Let’s back up one more time. Since 1997, the government’s treatment of migrant minors has been governed by a court settlement known as the Flores agreement, which sets minimum standards for things ranging from length of detention and center conditions to nutrition and healthcare. For 18 years, the agreement only applied to so-called unaccompanied minors—kids who arrived at the border alone—but in 2015, a federal judge ruled the terms apply to kids detained with their parents, too. As a result, the facilities generally had to start releasing families within 20 days—a status quo that persists to this day and that Trump views as a “loophole.”

Here’s the thing: The Flores agreement was never meant to be permanent.

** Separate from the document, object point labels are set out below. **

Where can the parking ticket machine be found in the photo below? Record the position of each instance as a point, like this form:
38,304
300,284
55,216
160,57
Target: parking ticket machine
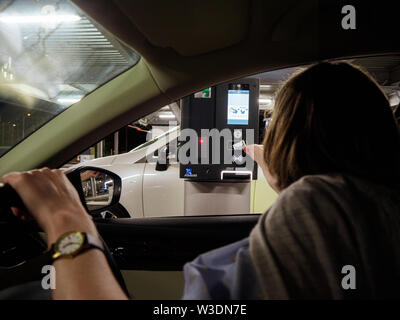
216,124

The courts always intended that it be replaced by law or regulation, but no administration ever followed through, leaving the decision in the hands of the most anti-immigrant president in recent history. The rule announced Wednesday would terminate and replace Flores. 

While we don’t have the text of the final rule, we do have a proposed version from last September. That version of the rule would allow indefinite detention of migrant kids. It also outlines a workaround for one obstacle that the family detention centers in Texas have faced: an inability to get state licensing. 

Among other things, the Flores agreement requires that kids be held in state-licensed facilities. In a bid to comply with the requirement, the feds and the private prison companies who operate Texas’ family detention centers sought state licensure—and thus, the ability to hold children indefinitely. But in 2016, Grassroots Leadership, an Austin-based group that opposes private prisons, and other groups won an injunction blocking the licenses. (The case is ongoing.) Not to be deterred, private prison giant GEO Group lobbied the Texas Legislature in 2017 for a bill that would grant them the licenses but, amid strong pushback and a generally wretched legislative session, the measure died. The rule, as proposed in September, would create a federal pseudo-licensure process, rendering the independent state process unnecessary.

The courts always intended that the Flores agreement to be replaced by law or regulation, but no administration ever followed through, leaving the decision in the hands of the most anti-immigrant president in recent history.

The new licensure process might be challenged in court. Another question at stake could be whether the facilities qualify as “non-secure”—which is to say, sufficiently un-jail-like—another requirement of the Flores agreement. The government will need to argue that its new rule maintains the substance of the court settlement. 

So now let’s game this out a bit. Currently, family detention centers are at a small fraction of their capacity. The Karnes facility is, temporarily, not holding families at all but adult women. And right now, thanks to the so-called Migrant Protection Protocols (MPP), most asylum-seeking families are being bounced back over the border anyway and will never see the inside of an ICE facility. The immediate impact of the new rule might be significant but not huge because so many migrants are being stymied from entering the country at all.

But what if something changes? For example, a large wave of asylum-seeking families from Africa, currently exempt from MPP, could arrive. Or MPP could be struck down in court after a hearing in California on October 1, and the families currently staying in Mexico as part of MPP might re-enter the U.S. to seek asylum. 

In two and a half years in office, Trump has—curiously—not expanded the number of family detention centers. The same three facilities stand now that stood in late 2014. So if there’s an influx, and the administration wants to detain families indefinitely, they’ll quickly run out of space. It’s a reasonable bet that the president would then respond sloppily, with something along the lines of mass tent facilities on army bases, the sort of situation the Flores settlement always meant to prevent.